キャッシュメモリのライトスルーの説明として,適切なものはどれか。

ア:CPUがメモリに書込み動作をするとき,キャッシュメモリだけにデータを書き込む。

イ:CPUがメモリに書込み動作をするとき,キャッシュメモリと主記憶の両方に同時にデータを書き込む。

ウ:主記憶のデータの変更は,キャッシュメモリから当該データが追い出される時に行う。

エ:主記憶へのアクセス頻度が少ないので,バスの占有率が低い。

出典 IPA公開[過去問題]:https://www.ipa.go.jp/shiken/mondai-kaiotu/gmcbt80000008smf-att/2022r04a_ap_am_qs.pdf

コンピュータの演算はCPUで行われます。
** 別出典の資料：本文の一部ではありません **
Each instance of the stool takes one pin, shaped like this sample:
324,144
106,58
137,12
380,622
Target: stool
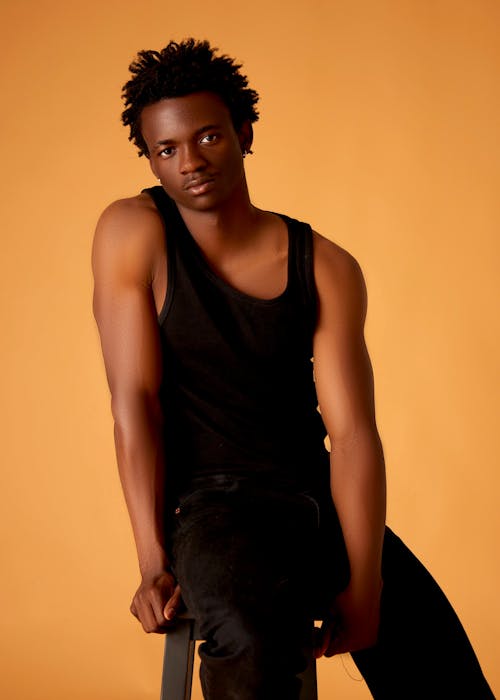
178,663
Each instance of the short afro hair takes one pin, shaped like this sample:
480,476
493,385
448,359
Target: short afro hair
181,69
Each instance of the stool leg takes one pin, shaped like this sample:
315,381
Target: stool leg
309,690
178,661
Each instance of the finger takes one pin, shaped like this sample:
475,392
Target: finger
322,641
173,604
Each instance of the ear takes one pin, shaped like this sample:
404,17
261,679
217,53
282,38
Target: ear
151,165
245,136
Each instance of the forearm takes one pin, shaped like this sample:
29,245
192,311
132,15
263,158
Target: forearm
358,487
138,436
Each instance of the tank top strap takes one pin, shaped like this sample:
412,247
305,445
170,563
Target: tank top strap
301,265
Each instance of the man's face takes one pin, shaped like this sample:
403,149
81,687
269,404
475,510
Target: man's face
194,149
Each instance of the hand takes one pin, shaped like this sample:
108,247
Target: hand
156,602
352,625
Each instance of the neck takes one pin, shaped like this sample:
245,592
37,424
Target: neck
229,225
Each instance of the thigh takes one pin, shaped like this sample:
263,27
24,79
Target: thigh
247,549
423,649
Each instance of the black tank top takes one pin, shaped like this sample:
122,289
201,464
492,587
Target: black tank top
238,393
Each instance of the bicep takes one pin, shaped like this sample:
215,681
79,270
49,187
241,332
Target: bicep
125,312
342,366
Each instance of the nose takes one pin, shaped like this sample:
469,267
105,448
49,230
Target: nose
191,160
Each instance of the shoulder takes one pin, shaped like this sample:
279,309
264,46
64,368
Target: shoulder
128,234
339,279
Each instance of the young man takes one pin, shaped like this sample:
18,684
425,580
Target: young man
223,327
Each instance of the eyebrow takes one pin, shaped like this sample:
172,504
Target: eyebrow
207,127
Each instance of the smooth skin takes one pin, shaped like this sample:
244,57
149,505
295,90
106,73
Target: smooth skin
197,154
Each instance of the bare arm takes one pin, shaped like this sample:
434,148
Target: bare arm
123,304
344,382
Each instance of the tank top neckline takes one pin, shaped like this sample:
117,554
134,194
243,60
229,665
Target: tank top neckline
226,286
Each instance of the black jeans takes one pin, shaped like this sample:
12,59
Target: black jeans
256,565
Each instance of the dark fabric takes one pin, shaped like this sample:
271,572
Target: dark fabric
238,391
256,542
256,566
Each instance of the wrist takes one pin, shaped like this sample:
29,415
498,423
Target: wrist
154,562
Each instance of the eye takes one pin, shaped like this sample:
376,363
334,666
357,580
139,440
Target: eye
209,138
167,152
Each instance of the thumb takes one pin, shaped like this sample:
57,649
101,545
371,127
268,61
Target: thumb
173,603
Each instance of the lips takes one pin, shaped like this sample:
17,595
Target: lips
199,185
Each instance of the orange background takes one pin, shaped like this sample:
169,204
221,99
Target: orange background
380,125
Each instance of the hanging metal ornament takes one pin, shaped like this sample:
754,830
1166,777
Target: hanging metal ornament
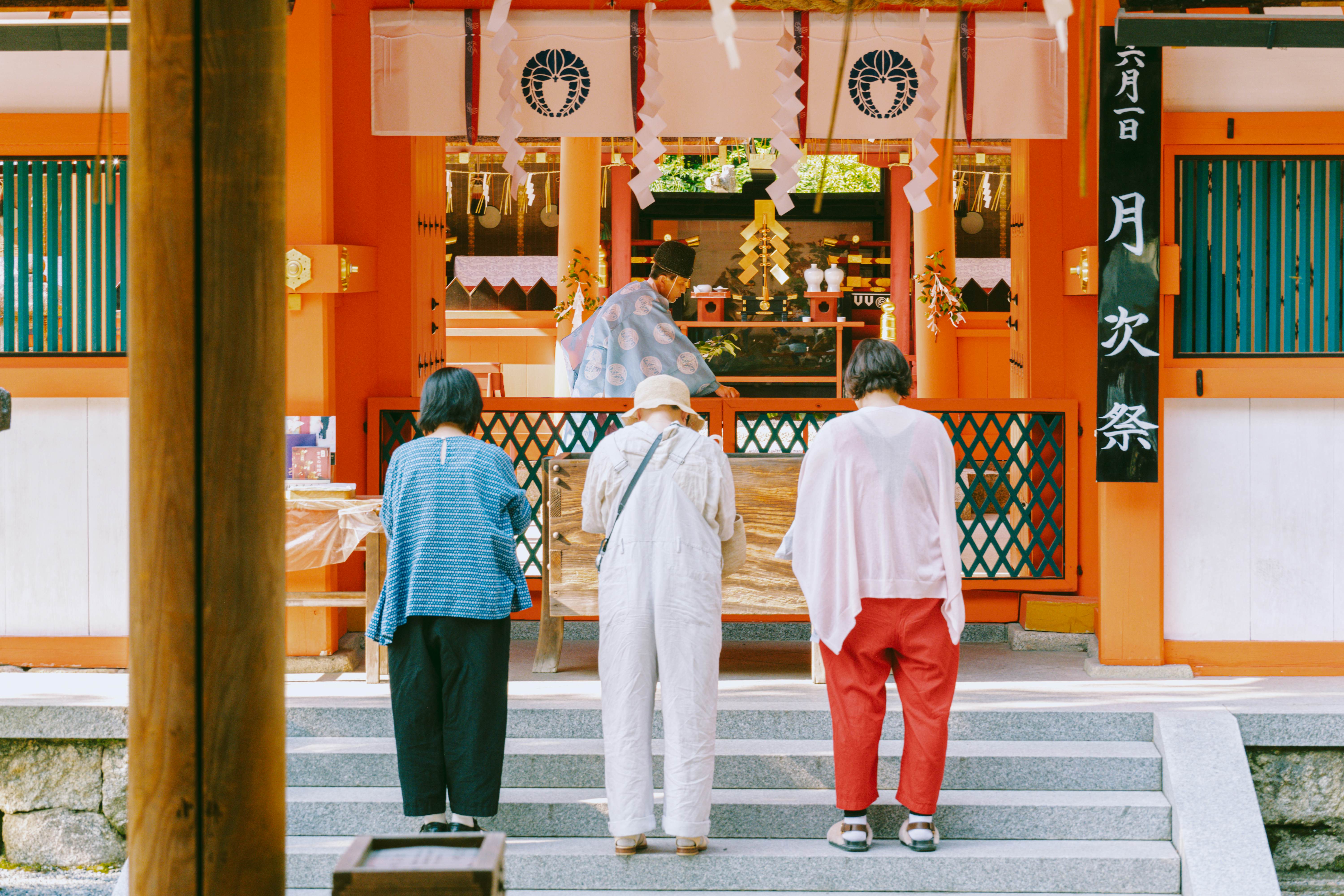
764,244
550,214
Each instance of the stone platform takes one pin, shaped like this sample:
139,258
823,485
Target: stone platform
1057,782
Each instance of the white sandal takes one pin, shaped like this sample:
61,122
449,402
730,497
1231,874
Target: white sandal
919,846
837,838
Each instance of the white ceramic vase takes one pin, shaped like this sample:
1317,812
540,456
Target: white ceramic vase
814,276
835,279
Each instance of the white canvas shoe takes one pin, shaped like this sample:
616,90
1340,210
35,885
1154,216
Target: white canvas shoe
631,846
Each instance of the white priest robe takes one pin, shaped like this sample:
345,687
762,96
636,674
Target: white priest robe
877,518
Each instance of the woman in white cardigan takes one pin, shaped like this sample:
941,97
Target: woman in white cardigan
876,547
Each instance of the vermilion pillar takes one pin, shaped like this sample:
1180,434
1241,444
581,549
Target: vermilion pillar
620,263
898,232
936,230
581,222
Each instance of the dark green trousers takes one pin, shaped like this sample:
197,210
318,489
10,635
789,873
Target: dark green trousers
450,682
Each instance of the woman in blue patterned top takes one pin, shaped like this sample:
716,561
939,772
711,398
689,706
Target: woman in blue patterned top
452,510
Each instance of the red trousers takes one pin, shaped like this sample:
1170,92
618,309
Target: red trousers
909,639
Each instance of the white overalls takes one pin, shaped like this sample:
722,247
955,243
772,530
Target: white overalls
661,608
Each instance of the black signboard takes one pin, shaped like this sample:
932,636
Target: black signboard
1128,319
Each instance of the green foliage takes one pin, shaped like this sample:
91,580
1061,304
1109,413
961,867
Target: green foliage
940,293
687,174
717,347
577,276
845,174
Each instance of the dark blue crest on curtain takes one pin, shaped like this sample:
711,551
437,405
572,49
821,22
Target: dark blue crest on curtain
882,68
560,66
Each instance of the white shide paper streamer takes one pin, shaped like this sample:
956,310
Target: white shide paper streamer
1057,14
923,175
651,120
787,155
507,68
725,26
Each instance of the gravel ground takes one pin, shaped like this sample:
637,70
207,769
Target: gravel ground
57,883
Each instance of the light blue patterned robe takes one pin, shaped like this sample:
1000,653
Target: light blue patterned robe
630,339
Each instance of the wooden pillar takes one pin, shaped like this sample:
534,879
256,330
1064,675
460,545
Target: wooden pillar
580,230
1131,536
208,394
622,229
935,230
898,232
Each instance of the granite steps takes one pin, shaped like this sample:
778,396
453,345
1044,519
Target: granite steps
1033,803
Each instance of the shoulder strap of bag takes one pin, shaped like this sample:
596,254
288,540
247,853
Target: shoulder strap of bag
626,498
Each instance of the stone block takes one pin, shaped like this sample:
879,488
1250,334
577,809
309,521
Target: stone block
62,838
49,776
1299,786
1216,817
115,786
1320,848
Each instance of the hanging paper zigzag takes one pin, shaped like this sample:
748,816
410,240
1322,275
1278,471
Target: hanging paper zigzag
787,155
725,26
1057,14
923,175
651,123
507,68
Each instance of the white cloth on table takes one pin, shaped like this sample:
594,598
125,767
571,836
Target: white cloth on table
877,518
661,604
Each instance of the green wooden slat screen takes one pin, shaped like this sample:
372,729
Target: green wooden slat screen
64,256
1263,250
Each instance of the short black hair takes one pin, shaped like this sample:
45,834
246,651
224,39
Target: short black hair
451,396
877,366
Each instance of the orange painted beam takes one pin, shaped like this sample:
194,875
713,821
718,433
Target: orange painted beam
990,6
1272,129
61,134
65,377
1260,657
77,653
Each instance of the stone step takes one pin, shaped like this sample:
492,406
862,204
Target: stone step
960,866
740,725
972,765
963,815
710,893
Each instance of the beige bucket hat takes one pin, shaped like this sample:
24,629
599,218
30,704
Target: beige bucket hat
662,390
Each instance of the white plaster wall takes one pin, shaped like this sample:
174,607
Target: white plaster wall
64,518
1252,80
1253,519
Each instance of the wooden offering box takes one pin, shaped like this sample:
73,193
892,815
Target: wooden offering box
423,866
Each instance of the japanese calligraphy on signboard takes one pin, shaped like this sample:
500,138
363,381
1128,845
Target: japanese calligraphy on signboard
1130,201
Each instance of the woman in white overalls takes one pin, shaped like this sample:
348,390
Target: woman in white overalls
661,608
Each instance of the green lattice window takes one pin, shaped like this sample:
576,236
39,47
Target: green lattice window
1010,484
1010,475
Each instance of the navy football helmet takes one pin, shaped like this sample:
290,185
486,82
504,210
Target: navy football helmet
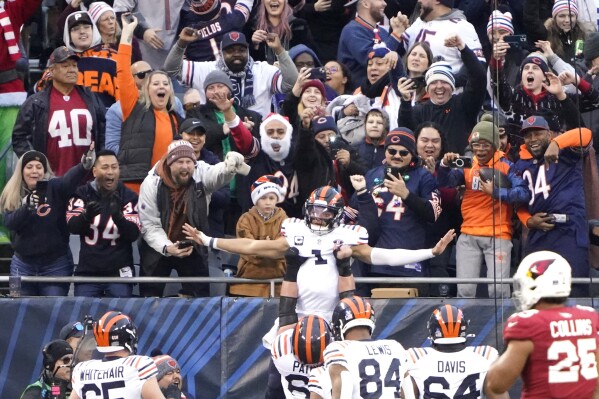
310,337
352,312
323,210
115,331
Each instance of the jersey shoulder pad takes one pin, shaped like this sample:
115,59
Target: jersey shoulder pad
334,353
415,354
282,345
486,351
145,366
291,224
586,308
353,234
522,325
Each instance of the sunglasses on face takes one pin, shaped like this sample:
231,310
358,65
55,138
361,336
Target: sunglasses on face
189,106
402,153
142,75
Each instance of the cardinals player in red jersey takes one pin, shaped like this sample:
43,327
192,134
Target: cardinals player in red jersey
552,346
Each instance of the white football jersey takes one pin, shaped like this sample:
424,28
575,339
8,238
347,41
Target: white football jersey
117,378
434,33
294,374
320,383
318,276
450,374
376,367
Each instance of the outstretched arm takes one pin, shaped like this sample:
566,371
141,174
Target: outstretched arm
341,381
274,249
398,257
506,370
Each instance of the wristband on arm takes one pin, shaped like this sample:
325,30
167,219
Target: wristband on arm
344,267
293,261
346,294
399,257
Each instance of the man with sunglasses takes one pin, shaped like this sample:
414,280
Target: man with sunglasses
492,187
114,114
396,202
54,379
72,333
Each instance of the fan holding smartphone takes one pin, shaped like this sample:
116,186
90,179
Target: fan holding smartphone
34,205
492,188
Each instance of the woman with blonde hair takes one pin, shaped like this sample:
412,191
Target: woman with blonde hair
417,60
306,93
563,30
33,205
149,120
276,17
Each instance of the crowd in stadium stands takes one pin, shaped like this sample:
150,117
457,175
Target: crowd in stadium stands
227,116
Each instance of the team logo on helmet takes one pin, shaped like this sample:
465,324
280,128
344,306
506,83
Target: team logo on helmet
539,268
352,312
115,331
310,337
323,209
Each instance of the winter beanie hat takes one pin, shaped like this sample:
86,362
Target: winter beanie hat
34,156
179,149
268,184
165,364
218,76
402,136
485,130
591,47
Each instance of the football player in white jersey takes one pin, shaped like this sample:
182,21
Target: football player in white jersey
312,243
319,384
297,352
449,369
360,367
314,275
121,373
437,21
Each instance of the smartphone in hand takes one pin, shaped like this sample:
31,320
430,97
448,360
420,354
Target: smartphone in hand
461,162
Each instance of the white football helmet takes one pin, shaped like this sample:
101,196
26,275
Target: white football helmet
542,274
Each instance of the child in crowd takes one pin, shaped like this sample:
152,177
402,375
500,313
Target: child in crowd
262,222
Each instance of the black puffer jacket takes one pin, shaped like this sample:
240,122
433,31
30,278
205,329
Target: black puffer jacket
31,127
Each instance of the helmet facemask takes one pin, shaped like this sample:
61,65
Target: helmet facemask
321,218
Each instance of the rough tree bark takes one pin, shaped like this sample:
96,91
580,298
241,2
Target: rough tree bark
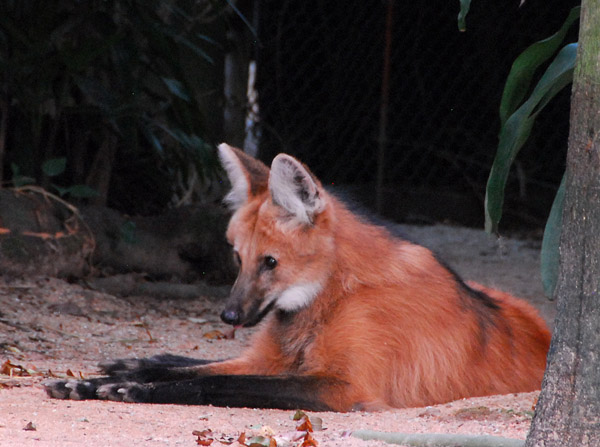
568,411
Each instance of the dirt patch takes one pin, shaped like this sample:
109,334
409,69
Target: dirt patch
49,327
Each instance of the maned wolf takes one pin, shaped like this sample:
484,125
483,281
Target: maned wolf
352,317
しかし、データは補助記憶装置や主記憶装置の中にあります。主記憶装置の中にあるデータをCPUに取り出して演算を行い、結果をレジスタに保存します。

「ライトスルー」「ライトバック」はこうした際にレジスタに保存した演算結果をどうするかを考えた仕組みです。

ライトスルーとは

CPUで演算した結果をレジスタと主記憶装置の両方に書き込みに行くことを言います。

CPUで演算した結果はレジスタに保存されます。しかし、レジスタは保存できる容量がかなり少ないです。そのうえ、万が一何かのトラブルでレジスタにあるデータが消えてしまった場合には演算した結果も消えてしまいます。

ライトスルーではこうしたトラブルに対処するため、CPUが演算した結果をレジスタだけでなく、主記憶装置にも書き込みます。ただ、CPUから主記憶装置へのアクセス時間がかなりかかるため、全体的な処理時間は遅くなります。

ライトバックとは

CPUで演算した結果をレジスタのみに書き込みに行くことを言います。

CPUで演算した結果はレジスタに保存されます。しかし、ライトスルーのように毎回主記憶装置にまで演算結果を書き込みに行っていては処理が遅くなってしまいます。そのため、基本的にはレジスタのみに演算結果を書き込みます。ただ、レジスタに保存できるデータ量はかなり少ないです。そのため、レジスタから演算した結果を開放(他のデータで上書き)するときにだけ主記憶装置にデータを書き込みます。つまり、途中経過を逐一書き込むのではなく、最終的なデータだけを書き込むのです。そうすることで主記憶装置へのアクセスを減らして処理速度を上げるのです。

正解は、「イ:キャッシュメモリと主記憶の両方に同時にデータを書き込む」です。